Engagées dans une rude lutte contre l'IPTV, les autorités italiennes ont bloqué "par erreur" Google Drive ce week-end. À la suite de cet impair, les critiques envers le Piracy Shield se font de plus en plus acerbes. On vous en dit plus sur cet énième "couac".
Décidément, le bouclier anti-piratage italien n'a pas fini de faire parler de lui. Samedi soir, une panne nationale a touché des millions d'utilisateurs de Google Drive en Italie. Et, pour une fois, il ne s'agissait ni d'un problème imputable à Google lui-même, ni le résultat des activités d'un groupe de cybercriminels, mais bel et bien d'un blocage ordonné par les détenteurs de droits italiens qui coordonnent le Piracy Shield.
Cloudflare, Google Drive, et après ?
Cela n'a rien d'un hasard que l'erreur ayant touché Google Drive soit arrivé un samedi soir, au moment où la Série A, le championnat de football italien, battait son plein. Soutenu par le régulateur des télécoms italien, l'AGCOM, le Piracy Shield est principalement exploité par les titulaires de droits du secteur privé et plus particulièrement par la Serie A et les diffuseurs Sky et DAZN. Ce sont ces trois entités qui sont actuellement responsables de la majorité des blocages en Italie.

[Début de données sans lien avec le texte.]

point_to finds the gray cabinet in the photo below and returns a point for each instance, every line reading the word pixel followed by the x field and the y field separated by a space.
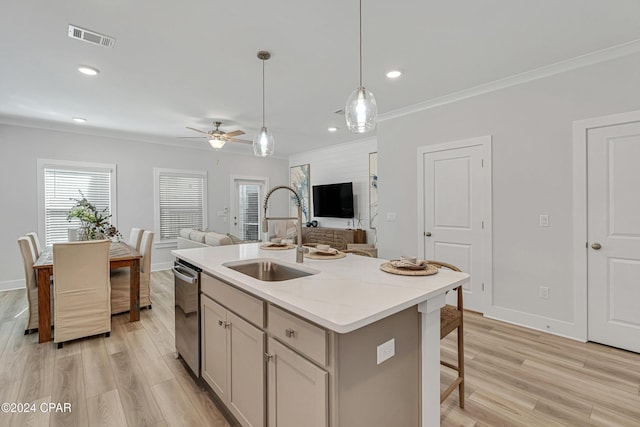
pixel 298 390
pixel 312 377
pixel 233 362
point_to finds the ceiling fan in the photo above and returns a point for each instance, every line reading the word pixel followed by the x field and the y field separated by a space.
pixel 217 138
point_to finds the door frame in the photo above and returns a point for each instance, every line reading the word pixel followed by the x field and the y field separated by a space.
pixel 580 237
pixel 233 197
pixel 486 187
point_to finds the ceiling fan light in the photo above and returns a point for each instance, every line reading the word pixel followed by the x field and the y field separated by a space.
pixel 263 143
pixel 361 111
pixel 216 143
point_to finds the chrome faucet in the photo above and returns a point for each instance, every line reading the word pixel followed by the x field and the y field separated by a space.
pixel 265 221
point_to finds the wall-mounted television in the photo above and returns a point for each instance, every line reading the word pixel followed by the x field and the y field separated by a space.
pixel 333 200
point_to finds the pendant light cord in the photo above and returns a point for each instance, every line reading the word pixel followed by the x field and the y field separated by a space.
pixel 263 93
pixel 360 12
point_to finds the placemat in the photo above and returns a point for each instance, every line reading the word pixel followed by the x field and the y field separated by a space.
pixel 277 248
pixel 323 255
pixel 388 268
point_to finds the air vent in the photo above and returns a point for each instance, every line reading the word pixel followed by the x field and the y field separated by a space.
pixel 91 36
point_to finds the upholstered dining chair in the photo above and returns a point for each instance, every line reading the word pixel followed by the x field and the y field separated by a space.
pixel 25 245
pixel 452 319
pixel 135 238
pixel 120 280
pixel 81 290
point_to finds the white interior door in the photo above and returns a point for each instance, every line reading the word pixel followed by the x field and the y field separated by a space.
pixel 613 230
pixel 455 205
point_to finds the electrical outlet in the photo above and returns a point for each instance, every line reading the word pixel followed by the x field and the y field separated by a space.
pixel 544 292
pixel 386 350
pixel 544 220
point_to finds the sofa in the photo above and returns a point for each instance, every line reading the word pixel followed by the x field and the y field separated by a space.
pixel 190 238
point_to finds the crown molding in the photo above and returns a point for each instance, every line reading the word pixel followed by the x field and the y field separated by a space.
pixel 585 60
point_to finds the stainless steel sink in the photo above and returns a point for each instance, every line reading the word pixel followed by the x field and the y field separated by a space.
pixel 268 270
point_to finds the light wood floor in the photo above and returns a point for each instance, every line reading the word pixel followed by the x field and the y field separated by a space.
pixel 514 376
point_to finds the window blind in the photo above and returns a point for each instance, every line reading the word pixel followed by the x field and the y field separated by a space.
pixel 181 203
pixel 62 187
pixel 249 215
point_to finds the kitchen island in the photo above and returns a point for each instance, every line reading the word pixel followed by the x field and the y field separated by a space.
pixel 357 307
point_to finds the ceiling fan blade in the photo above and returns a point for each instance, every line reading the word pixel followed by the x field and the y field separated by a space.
pixel 198 130
pixel 234 133
pixel 243 141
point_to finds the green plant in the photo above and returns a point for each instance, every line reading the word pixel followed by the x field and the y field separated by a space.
pixel 95 224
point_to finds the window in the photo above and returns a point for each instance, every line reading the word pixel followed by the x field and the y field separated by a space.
pixel 181 202
pixel 61 183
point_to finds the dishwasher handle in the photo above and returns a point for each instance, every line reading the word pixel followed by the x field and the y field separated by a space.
pixel 184 275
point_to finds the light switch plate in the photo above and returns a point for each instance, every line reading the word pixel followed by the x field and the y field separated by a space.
pixel 386 350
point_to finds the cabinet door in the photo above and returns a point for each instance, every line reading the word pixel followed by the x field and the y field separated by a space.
pixel 214 345
pixel 298 390
pixel 247 387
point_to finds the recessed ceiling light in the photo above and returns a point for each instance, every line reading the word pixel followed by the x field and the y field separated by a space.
pixel 89 71
pixel 394 74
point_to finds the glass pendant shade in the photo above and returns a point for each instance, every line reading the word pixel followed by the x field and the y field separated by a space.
pixel 263 143
pixel 217 143
pixel 361 111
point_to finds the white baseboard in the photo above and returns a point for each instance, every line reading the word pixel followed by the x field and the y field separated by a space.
pixel 10 285
pixel 162 266
pixel 532 321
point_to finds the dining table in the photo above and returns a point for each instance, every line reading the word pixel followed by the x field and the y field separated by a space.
pixel 120 255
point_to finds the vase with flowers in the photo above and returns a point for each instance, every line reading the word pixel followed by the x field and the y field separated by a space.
pixel 94 224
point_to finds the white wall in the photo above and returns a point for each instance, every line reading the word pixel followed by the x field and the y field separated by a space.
pixel 342 163
pixel 531 125
pixel 20 147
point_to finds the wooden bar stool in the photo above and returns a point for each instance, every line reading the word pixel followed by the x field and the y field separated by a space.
pixel 451 318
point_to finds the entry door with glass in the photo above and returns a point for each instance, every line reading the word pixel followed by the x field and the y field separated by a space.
pixel 248 195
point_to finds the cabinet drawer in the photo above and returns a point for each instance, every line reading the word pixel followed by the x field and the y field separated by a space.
pixel 238 301
pixel 298 333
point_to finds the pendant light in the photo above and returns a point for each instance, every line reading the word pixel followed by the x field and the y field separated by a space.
pixel 263 143
pixel 361 111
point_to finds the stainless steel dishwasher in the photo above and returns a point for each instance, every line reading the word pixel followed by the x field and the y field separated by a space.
pixel 187 308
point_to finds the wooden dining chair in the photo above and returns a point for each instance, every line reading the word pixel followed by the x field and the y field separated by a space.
pixel 35 243
pixel 120 279
pixel 81 290
pixel 135 238
pixel 357 252
pixel 452 319
pixel 27 252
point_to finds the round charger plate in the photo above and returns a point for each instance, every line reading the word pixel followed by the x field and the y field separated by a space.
pixel 388 268
pixel 325 255
pixel 277 247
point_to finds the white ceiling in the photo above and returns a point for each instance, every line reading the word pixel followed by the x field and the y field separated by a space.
pixel 188 63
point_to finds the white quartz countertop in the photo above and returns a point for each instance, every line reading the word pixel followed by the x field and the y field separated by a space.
pixel 344 295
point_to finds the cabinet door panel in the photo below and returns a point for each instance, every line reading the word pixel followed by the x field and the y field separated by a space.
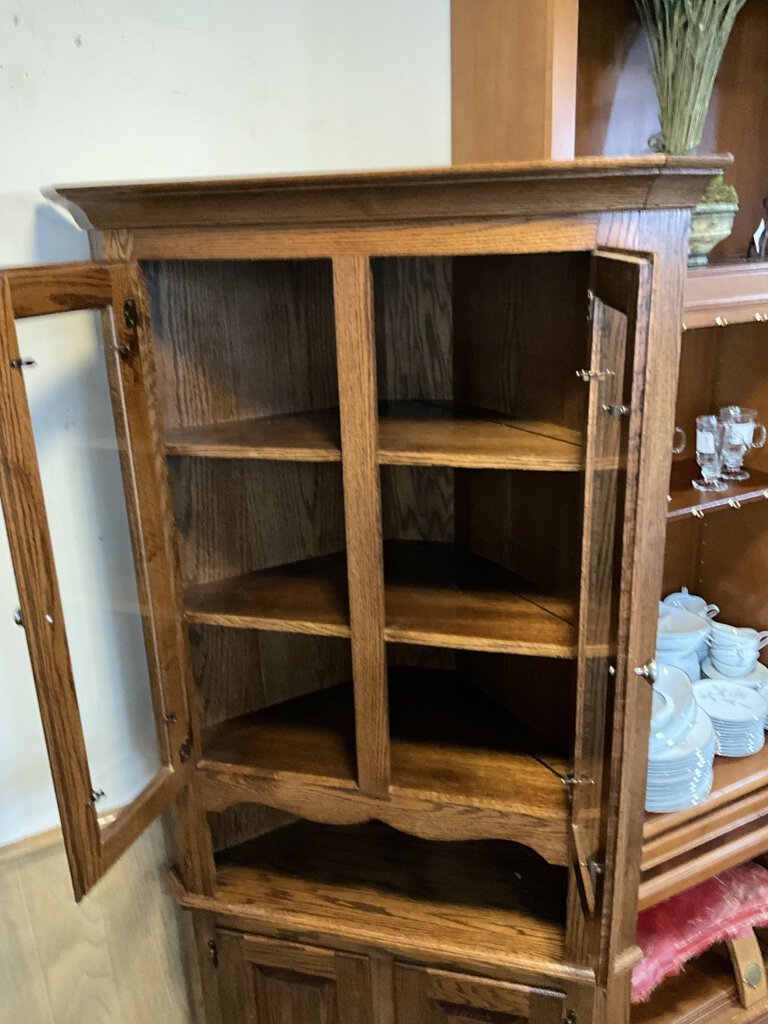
pixel 266 981
pixel 424 995
pixel 620 323
pixel 105 603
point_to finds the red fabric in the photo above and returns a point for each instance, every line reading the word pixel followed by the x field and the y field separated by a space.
pixel 685 926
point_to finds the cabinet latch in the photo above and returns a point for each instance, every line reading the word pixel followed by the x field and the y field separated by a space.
pixel 616 410
pixel 130 313
pixel 184 751
pixel 594 375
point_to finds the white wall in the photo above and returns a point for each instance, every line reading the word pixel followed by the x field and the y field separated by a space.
pixel 97 89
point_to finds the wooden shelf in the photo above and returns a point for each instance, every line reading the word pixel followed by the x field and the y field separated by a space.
pixel 483 903
pixel 421 433
pixel 434 596
pixel 686 500
pixel 684 848
pixel 411 433
pixel 309 738
pixel 704 993
pixel 452 750
pixel 438 596
pixel 302 597
pixel 734 292
pixel 454 744
pixel 297 437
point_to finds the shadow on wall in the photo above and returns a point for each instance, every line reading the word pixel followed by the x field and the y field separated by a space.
pixel 56 239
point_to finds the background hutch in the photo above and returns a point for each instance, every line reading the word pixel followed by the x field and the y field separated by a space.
pixel 395 451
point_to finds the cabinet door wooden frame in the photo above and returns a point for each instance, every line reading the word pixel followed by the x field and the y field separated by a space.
pixel 116 290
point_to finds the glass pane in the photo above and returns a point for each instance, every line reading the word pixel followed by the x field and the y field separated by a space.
pixel 85 501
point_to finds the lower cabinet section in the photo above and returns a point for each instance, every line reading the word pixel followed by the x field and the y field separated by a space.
pixel 267 981
pixel 424 995
pixel 263 981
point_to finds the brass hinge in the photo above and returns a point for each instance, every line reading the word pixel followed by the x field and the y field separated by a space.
pixel 594 375
pixel 130 313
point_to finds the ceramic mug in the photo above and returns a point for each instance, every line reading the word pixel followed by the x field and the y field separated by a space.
pixel 690 602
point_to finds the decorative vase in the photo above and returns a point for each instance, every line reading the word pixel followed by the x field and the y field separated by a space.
pixel 710 223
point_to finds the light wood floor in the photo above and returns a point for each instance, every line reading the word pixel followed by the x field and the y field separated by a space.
pixel 116 958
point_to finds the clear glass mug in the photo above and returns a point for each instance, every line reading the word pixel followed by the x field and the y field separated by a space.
pixel 742 433
pixel 710 441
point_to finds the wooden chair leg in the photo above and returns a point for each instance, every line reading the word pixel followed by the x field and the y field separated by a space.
pixel 749 967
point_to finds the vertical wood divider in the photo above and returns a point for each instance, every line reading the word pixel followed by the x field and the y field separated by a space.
pixel 355 350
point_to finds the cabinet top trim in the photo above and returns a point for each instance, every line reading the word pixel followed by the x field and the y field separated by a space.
pixel 468 192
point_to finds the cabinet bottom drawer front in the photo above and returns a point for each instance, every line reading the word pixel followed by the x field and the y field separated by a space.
pixel 425 995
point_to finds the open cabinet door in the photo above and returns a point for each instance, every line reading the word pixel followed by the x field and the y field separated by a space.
pixel 619 321
pixel 109 570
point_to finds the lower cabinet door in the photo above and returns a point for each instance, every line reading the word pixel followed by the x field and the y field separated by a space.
pixel 424 995
pixel 266 981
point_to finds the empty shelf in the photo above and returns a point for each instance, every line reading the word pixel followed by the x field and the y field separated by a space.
pixel 421 433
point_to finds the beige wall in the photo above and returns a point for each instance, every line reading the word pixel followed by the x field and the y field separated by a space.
pixel 118 957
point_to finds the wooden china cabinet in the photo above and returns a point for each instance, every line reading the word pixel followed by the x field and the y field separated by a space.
pixel 395 450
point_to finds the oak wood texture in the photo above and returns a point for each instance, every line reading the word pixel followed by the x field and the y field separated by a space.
pixel 705 993
pixel 663 233
pixel 484 902
pixel 513 71
pixel 483 561
pixel 416 433
pixel 539 188
pixel 425 995
pixel 423 433
pixel 458 758
pixel 686 501
pixel 292 436
pixel 723 293
pixel 729 827
pixel 266 980
pixel 355 341
pixel 434 594
pixel 500 235
pixel 301 597
pixel 92 851
pixel 745 954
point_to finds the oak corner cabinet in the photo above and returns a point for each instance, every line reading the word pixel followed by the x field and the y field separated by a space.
pixel 395 453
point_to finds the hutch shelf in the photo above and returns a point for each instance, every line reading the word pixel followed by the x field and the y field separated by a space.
pixel 395 450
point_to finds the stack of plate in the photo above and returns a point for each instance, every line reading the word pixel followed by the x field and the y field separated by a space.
pixel 737 714
pixel 682 745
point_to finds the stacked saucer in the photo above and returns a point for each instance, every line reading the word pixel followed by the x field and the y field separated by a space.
pixel 682 745
pixel 737 714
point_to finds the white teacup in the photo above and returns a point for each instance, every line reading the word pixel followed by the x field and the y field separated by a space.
pixel 737 636
pixel 690 602
pixel 734 671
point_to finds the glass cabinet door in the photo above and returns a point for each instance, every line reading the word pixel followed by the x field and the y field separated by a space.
pixel 619 317
pixel 84 492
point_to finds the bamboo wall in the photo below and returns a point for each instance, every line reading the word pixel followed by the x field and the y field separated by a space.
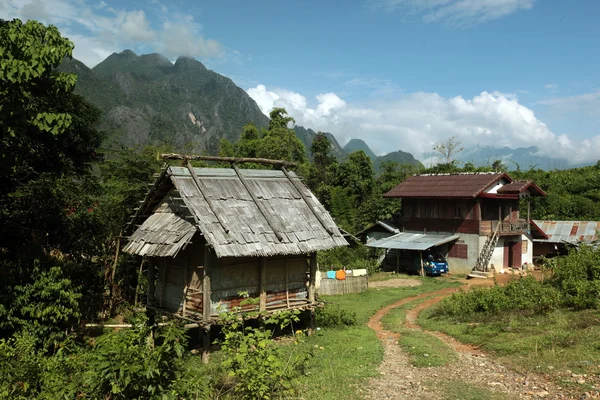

Critiqué pour son efficacité relative, ce bouclier s'accompagne de sanctions pour les FAI qui n'agiraient pas sur demande, tandis que les autorités se plient en quatre dans la course aux pirates IPTV. Pire encore puisque de récents amendements à la loi prévoient des amendes, lourdes et automatiques, pour les usagers des services IPTV illégaux.
Le Piracy Shield avait déjà subi un camouflet il y a quelques mois avec le blocage de Cloudflare, suivi d'un procès à l'encontre de l'hébergeur américain. Bien que Cloudflare ait gagné ce procès, les ayants droit ont malgré tout remportés leur victoire puisque la participation au Piracy Shield a été rendue obligatoire, il y a peu.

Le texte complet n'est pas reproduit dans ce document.